Obesity is a medical condition in which excess body fat accumulates to the extent that a patient’s health may be adversely affected. Although the prevalence of morbid obesity has remained stable over the past decade, it is still quite high with significant effects on individuals and healthcare costs.1 The health consequences of obesity range from serious chronic conditions that reduce the general quality of life to significantly increased risk for premature death.2,3 Morbid obesity is associated with a greater incidence of medical and surgical pathologies. The obesity epidemic is taking a toll on the US economy by adding an additional estimated US$147 billion in healthcare costs.4
Obesity directly impairs the respiratory system in a number of ways. Carbon dioxide production is a function of body weight and, therefore, is increased in obese individuals. Ventilation/perfusion mismatch is more pronounced in obese patients due to small-airway collapse from decreased chest wall compliance. The lung bases have sufficient perfusion but are hypoventilated due to airway closure and alveolar collapse from the added weight of the chest wall. The result is a decreased functional residual capacity that can lead to hypoventilation (obesity hypoventilation syndrome) and hypoxemia, especially in the supine position. Respiratory muscle strength in the obese is likely to be compromised as the load of the extra adipose tissue is too much to handle. These patients are severely limited in terms of exercise capacity as well as ventilator reserve, which is key when these patients require mechanical ventilation.
The care of obese patients in the intensive care unit (ICU) poses special challenges in terms of both clinical care and safety. Specifically designed beds are required to accommodate the size and weight, and significant challenges exist in mobilizing or transporting such patients. Obese patients in the ICU are at higher risk for pulmonary emboli, cardiovascular compromise, esophageal reflux, and aspiration. Obesity also affects the pharmacokinetics and pharmacodynamics of many drugs due to changes in tissue distribution, hemodynamics, and blood flow to adipose, splanchnic, and other tissues. Plasma composition and liver and kidney function are also altered.

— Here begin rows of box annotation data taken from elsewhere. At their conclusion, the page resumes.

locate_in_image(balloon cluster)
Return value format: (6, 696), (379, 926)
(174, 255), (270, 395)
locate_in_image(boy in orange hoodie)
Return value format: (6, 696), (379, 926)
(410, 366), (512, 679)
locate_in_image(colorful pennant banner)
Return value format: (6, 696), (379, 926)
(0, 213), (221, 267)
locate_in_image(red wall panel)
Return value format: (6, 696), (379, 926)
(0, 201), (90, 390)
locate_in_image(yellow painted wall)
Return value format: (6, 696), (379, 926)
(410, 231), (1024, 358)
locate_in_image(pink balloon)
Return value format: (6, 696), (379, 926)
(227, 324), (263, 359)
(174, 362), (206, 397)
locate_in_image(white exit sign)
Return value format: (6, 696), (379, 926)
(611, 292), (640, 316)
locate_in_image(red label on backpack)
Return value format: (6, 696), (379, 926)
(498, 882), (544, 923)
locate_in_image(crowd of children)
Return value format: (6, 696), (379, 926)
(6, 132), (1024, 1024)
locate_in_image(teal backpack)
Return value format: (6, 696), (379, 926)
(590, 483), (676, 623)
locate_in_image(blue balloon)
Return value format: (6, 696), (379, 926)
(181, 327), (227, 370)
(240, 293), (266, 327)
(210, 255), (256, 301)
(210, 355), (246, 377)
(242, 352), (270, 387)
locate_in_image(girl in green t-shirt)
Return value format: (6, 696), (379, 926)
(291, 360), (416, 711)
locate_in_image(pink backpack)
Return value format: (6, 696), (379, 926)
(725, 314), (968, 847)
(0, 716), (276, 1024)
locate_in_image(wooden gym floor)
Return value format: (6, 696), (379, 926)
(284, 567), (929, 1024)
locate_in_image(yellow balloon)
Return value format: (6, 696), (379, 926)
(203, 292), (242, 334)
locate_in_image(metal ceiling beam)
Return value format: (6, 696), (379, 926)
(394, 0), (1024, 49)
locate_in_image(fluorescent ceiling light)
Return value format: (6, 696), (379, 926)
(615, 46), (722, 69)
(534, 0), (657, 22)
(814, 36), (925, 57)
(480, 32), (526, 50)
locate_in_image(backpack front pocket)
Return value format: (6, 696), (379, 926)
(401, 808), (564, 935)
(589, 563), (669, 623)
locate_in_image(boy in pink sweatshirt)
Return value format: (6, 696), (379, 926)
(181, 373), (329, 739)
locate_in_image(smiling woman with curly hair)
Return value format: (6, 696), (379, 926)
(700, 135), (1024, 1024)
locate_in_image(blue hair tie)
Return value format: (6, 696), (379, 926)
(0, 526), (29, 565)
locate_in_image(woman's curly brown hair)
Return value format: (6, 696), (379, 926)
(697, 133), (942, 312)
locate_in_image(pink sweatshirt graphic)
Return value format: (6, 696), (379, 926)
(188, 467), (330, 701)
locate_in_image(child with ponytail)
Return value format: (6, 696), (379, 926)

Airway management is complicated in obese individuals by excessive tissue hindering bag-mask ventilation and direct laryngoscopic view as well as interfering with the actual placement of the tube. A large neck with limited mobility, decreased mouth opening, large tongue, and short sternomental distance can pose serious challenges during endotracheal intubation attempts. Intubation is usually done in the supine position but, as mentioned above, putting obese patients supine can result in hypoventilation and rapid hypoxemia, so there may be less time to place the airway before hemodynamic collapse occurs. Equipment selection must be carefully considered prior to airway management procedures in obese patients. Other than routine laryngoscope blades and endotracheal tubes, equipment should include laryngeal mask airways, flexible bronchoscopes, and an emergency cricothyrotomy kit. If the obese patient requires a tracheostomy, special longer tubes may be required to traverse the excessive neck tissue to reach the trachea.
Ventilating the morbidly obese individual is extremely difficult. Many obese patients benefit from noninvasive ventilation (NIV). However, maintaining an adequate mask seal is complicated by excessive tissue.